Affaire Epstein : la justice américaine réexamine des documents après des soupçons d’omissions concernant Donald Trump

Affaire Epstein la justice américaine réexamine des documents après des soupçons d’omissions concernant Donald Trump

Le ministère américain de la Justice a annoncé un nouvel examen des archives liées à Jeffrey Epstein après des révélations médiatiques affirmant que certains documents mentionnant Donald Trump n’auraient pas été rendus publics. Une controverse qui ravive les tensions politiques autour d’un dossier toujours explosif.

Une controverse relancée par des révélations médiatiques

Le département américain de la Justice (DoJ) s’est engagé, mercredi 25 février, à réexaminer plusieurs documents du dossier Jeffrey Epstein, après des accusations selon lesquelles certains éléments mentionnant Donald Trump auraient été écartés de la base de données publique.

La radio publique NPR a affirmé que des fichiers liés à des accusations d’agression sexuelle sur mineure, évoquant à la fois Jeffrey Epstein et Donald Trump, n’auraient pas été publiés lors de la diffusion massive des archives décidée par Washington.

Selon ces révélations, plusieurs documents auraient été retirés ou non intégrés à la base consultable par le public, alimentant immédiatement des soupçons de sélection ou de filtrage politique.

Le ministère de la Justice promet des vérifications

Dans un communiqué publié sur les réseaux sociaux, le DoJ a indiqué avoir ouvert une procédure de vérification interne.

Les autorités judiciaires expliquent examiner les fichiers signalés comme manquants, notamment ceux liés à la complice d’Epstein, Ghislaine Maxwell.

Le ministère assure que si des documents ont été mal classés ou omis lors du processus d’examen et qu’ils répondent aux critères légaux de publication, ils seront rendus publics.
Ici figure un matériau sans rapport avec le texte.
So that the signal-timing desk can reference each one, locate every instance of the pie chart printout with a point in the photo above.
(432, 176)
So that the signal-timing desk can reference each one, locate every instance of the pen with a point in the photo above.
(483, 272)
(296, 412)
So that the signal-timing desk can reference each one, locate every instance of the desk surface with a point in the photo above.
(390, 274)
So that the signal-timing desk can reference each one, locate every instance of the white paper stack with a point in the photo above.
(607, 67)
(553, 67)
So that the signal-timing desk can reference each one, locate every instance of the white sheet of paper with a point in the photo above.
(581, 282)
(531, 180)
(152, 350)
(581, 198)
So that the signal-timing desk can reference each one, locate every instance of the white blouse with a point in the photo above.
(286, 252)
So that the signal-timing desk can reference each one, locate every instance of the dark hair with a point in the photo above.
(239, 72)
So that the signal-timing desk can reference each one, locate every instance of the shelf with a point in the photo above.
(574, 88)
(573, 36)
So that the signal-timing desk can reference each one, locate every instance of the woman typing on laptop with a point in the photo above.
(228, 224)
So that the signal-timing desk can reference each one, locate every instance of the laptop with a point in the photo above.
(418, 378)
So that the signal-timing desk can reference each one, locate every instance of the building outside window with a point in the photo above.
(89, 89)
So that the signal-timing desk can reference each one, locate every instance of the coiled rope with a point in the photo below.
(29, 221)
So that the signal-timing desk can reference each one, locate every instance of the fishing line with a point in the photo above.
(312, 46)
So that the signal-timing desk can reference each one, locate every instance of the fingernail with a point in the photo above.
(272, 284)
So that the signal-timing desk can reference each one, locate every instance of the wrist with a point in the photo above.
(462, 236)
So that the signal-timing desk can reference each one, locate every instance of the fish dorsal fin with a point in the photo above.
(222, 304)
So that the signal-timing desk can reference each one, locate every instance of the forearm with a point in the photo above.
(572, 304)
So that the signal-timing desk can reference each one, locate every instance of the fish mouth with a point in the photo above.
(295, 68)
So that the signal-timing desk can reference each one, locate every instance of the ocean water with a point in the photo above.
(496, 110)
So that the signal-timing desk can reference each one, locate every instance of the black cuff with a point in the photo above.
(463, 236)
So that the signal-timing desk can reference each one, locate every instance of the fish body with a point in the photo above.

Washington insiste par ailleurs sur le fait que « rien n’a été supprimé », évoquant plutôt des doublons, des documents protégés par la loi ou encore des pièces liées à des enquêtes fédérales toujours en cours.

Des accusations graves relayées par la presse américaine

Le New York Times a rapporté que parmi les documents non publiés figureraient des notes internes du FBI résumant plusieurs interrogatoires réalisés en 2019.

Une femme s’était alors présentée après l’arrestation de Jeffrey Epstein, affirmant avoir subi des agressions sexuelles lorsqu’elle était mineure, accusations visant Epstein mais mentionnant également Donald Trump.

Selon le quotidien américain, un seul résumé d’interrogatoire concernant Epstein aurait été rendu public, tandis que d’autres documents liés à ces déclarations seraient restés confidentiels.

Les démocrates dénoncent une possible dissimulation

Des élus démocrates membres de la commission de supervision de la Chambre des représentants affirment avoir mené leurs propres vérifications ces dernières semaines.

Ils estiment que le ministère de la Justice pourrait avoir retenu illégalement certains témoignages du FBI liés à la plaignante.

Dans un communiqué, ils accusent l’administration d’avoir potentiellement « étouffé des preuves » et réclament des explications immédiates.

Le DoJ a rejeté ces accusations, dénonçant une polémique politique destinée selon lui à alimenter une campagne hostile au président américain.

Une publication massive déjà contestée

Le 30 janvier, le ministère de la Justice avait annoncé la publication de plus de trois millions de pages de documents partiellement caviardés afin de répondre à une obligation légale votée par le Congrès.

Malgré cette divulgation d’ampleur, plusieurs victimes d’Epstein ont dénoncé le maintien de nombreuses zones d’ombre et l’absence de poursuites supplémentaires contre des complices présumés.

Donald Trump, qui a reconnu avoir évolué dans les mêmes cercles sociaux que Jeffrey Epstein par le passé, a toujours affirmé avoir rompu tout lien avec lui avant ses démêlés judiciaires et nie toute implication dans ses crimes.

Une affaire toujours ouverte politiquement

Plusieurs années après la mort de Jeffrey Epstein, son dossier continue d’alimenter le débat politique américain.

Le réexamen annoncé par la Justice pourrait relancer les tensions entre majorité présidentielle et opposition démocrate, alors que la question centrale demeure celle de la transparence et de l’exhaustivité des archives rendues publiques.